Arap-İsrail çatışmasına bir de bu açıdan bakın.
İsrail’in farkı ne?
İsrail’deki ırkçıların insanlarımıza gayriahlaki bir şekilde davrandığına hiç şüphe yok. Ancak bütün zulümlerinden ve ihlallerinden duyduğumuz öfke, İsrail’in bizden askeri, iktisadi ve ilmi üstünlüğünün bir tesadüf olmadığı, bu alanlarda bizden üstünlüğünün en önemli sebeplerinden birinin ahlaki üstünlüğü olduğu gerçeğinin üzerini örttürmemeli.
Delilimiz ne? Bugün İsrail hapishanelerinde, siyasi bir mücadele çerçevesinde düzmece değil, gerçekten yolsuzluğa bulaşması nedeniyle hapis cezasına çarptırılmış eski bir başbakan [Ehud Olmert] ve dahası cinsel taciz davasından mahkûm olmuş eski bir cumhurbaşkanı [Moşe Katsav] var. Bu, arızi bir olay değil; vatandaşlar (tabii ki Yahudi olanlar) arasında kanun önünde eşitlik olduğunun bir göstergesi ve aynı zamanda yolsuzluğa karşı şiddetli bir savaş olduğunun bir işareti ki bu savaş, çalışmanın ve dürüstlüğün kendilerinden beklenen yapıcı rolü icra etmesine de imkân sağlıyor.

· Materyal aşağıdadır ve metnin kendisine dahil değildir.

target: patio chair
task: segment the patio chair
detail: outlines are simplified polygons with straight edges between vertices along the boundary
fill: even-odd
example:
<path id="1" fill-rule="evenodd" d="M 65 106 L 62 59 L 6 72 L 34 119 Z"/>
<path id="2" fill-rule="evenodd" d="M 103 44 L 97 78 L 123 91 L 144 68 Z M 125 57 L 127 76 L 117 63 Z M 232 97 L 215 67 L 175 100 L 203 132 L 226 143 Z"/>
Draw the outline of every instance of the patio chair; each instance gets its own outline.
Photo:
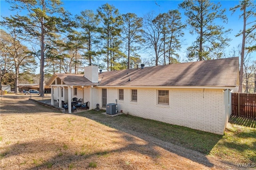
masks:
<path id="1" fill-rule="evenodd" d="M 76 107 L 74 105 L 71 104 L 71 112 L 74 113 L 75 110 L 76 111 Z"/>
<path id="2" fill-rule="evenodd" d="M 73 104 L 75 104 L 76 103 L 76 101 L 77 101 L 77 98 L 74 98 L 71 100 L 71 103 Z"/>
<path id="3" fill-rule="evenodd" d="M 68 104 L 68 102 L 64 101 L 63 100 L 61 101 L 61 106 L 62 107 L 63 107 L 64 105 L 67 105 L 67 104 Z"/>
<path id="4" fill-rule="evenodd" d="M 82 104 L 80 108 L 81 108 L 81 109 L 85 109 L 87 110 L 87 109 L 89 109 L 89 105 L 90 105 L 90 102 L 87 102 Z"/>
<path id="5" fill-rule="evenodd" d="M 75 105 L 75 106 L 78 109 L 81 107 L 82 106 L 82 101 L 80 100 L 81 99 L 79 99 L 79 100 L 76 101 L 76 104 Z"/>

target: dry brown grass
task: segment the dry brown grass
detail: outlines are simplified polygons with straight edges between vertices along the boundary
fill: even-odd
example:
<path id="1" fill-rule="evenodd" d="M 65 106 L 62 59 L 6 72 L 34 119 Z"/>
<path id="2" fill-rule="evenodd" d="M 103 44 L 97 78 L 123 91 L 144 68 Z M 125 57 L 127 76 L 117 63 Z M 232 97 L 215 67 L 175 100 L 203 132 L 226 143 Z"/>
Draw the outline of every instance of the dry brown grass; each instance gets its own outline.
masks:
<path id="1" fill-rule="evenodd" d="M 7 95 L 0 101 L 1 169 L 232 168 L 143 134 L 135 136 L 84 117 L 55 112 L 28 98 Z M 162 142 L 165 147 L 158 145 Z"/>

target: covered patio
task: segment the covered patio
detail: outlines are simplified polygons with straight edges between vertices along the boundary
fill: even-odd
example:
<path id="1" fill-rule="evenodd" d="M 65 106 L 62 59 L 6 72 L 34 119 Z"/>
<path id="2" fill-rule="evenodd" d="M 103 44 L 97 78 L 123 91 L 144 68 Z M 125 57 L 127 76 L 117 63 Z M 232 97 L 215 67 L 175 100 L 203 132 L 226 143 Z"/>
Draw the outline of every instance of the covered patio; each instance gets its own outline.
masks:
<path id="1" fill-rule="evenodd" d="M 57 101 L 59 107 L 63 107 L 63 103 L 68 106 L 73 106 L 73 100 L 76 98 L 82 104 L 89 102 L 88 106 L 92 109 L 93 106 L 92 91 L 94 86 L 97 83 L 93 83 L 86 78 L 83 74 L 71 74 L 55 73 L 46 85 L 51 87 L 51 104 L 56 104 Z M 55 102 L 55 104 L 54 104 Z M 68 107 L 68 113 L 72 112 L 72 107 Z"/>

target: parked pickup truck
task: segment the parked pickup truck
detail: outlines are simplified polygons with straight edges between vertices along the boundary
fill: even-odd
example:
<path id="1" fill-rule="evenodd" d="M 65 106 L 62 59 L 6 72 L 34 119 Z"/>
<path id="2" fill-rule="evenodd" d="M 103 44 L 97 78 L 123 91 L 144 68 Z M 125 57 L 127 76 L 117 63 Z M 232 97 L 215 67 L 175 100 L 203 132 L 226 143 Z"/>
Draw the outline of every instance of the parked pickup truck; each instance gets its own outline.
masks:
<path id="1" fill-rule="evenodd" d="M 23 91 L 23 93 L 26 95 L 28 95 L 30 93 L 32 94 L 38 94 L 39 95 L 40 92 L 39 91 L 34 89 L 30 89 L 28 91 Z"/>

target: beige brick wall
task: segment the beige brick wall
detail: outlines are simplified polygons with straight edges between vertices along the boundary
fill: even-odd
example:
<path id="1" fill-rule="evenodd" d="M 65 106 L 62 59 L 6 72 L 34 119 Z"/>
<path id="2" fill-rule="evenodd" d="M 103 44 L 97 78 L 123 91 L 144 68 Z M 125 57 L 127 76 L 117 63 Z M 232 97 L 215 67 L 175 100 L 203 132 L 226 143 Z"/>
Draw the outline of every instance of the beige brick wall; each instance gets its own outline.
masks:
<path id="1" fill-rule="evenodd" d="M 170 89 L 169 105 L 165 106 L 157 104 L 156 89 L 137 89 L 137 102 L 131 102 L 131 89 L 124 89 L 124 100 L 118 100 L 118 111 L 223 134 L 227 116 L 222 90 Z M 115 103 L 118 93 L 117 88 L 107 88 L 107 103 Z"/>

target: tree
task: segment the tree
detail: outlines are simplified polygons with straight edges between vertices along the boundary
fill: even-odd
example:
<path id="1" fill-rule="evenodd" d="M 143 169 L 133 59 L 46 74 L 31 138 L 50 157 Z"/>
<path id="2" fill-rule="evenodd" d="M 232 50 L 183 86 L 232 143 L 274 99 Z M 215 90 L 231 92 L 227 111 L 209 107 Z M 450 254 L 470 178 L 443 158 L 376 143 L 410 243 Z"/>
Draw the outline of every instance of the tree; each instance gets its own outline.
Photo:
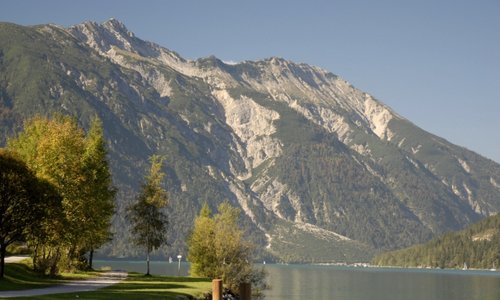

Bu sayede küçük bir devlet olan İsrail, bizim hastalıklı bütün devletlerimizi mağlup edebildi. Ve yine bu nedenle kanser, hastalıklı ümmetimizin bedenini bütünüyle sarmadan evvel yolsuzluk tümörünü yok etmezsek hiçbir alanda başarılı olamayacağız.
Peki, yolsuzluğa nasıl karşı konabilir? Tabii ki özel alanda eğitimle. Ancak devlet piramidinin en tepesinde yolsuzluğa batmışların bulunması, bir kesimin bu eğitimden kaçtığının veya eğitim alsalar dahi fiiliyatta bundan hiç nasiplenemediklerinin bir delili.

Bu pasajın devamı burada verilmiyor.